Most landscape companies don’t fail. They just don’t survive their founder.

Those are different problems. And it’s one almost nobody in this industry is talking about seriously enough.
Think about the businesses you’ve watched disappear over the last decade. Not because they lost on price. Not because they couldn’t find work. Because the person who built it was the business, and when they stepped back, there was nothing underneath it strong enough to hold.
Forget about legacy — that’s called dependency.
I recently stepped into the CEO role at Weathermatic after spending several years as company president. I’m proud of that transition. But what I’m more proud of is that nobody was surprised by it. The partners didn’t flinch.
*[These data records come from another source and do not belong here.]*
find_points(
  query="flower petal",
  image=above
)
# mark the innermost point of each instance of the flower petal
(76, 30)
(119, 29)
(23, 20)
The team didn’t skip a beat. Clients kept calling the same people they always called. That kind of continuity doesn’t happen by accident. It happens because the work of building the next layer of leadership starts years before anyone makes an announcement.
Most owners don’t do that work. And here’s why: It requires letting go before you’re ready.
The owners who get this right give their successors real authority. Not just responsibility but real authority. The ability to make the call, own the outcome and build judgment through actual experience. When you step back in and take control every time something goes sideways, you’re not developing a leader. You’re confirming that you’re the only one who can do the job.

And that becomes a very expensive belief.
Bob Grover built Pacific Landscape Management — No. 59 on the 2025 LM150 list of the largest revenue-generating companies in the business — into something that most owners in this industry only dream about. The questions he’s asked himself about legacy, about what this business is without him at the center of it, are the right questions. They’re the ones more owners need to be sitting with right now.
Here’s what I know about succession planning that nobody wants to hear: Naming a successor and building one are not the same thing. You can decide who comes next tomorrow and still leave them completely unprepared. The work is not the announcement. The work is the years before it.
And the business case is undeniable. A company that runs well because of its systems, its culture and its leadership depth is worth significantly more than a company that runs well because of one person. Buyers understand this. Your employees understand it too, even if they’ve never said it out loud.
If you want to build something that outlasts you, the window to start is always earlier than you think.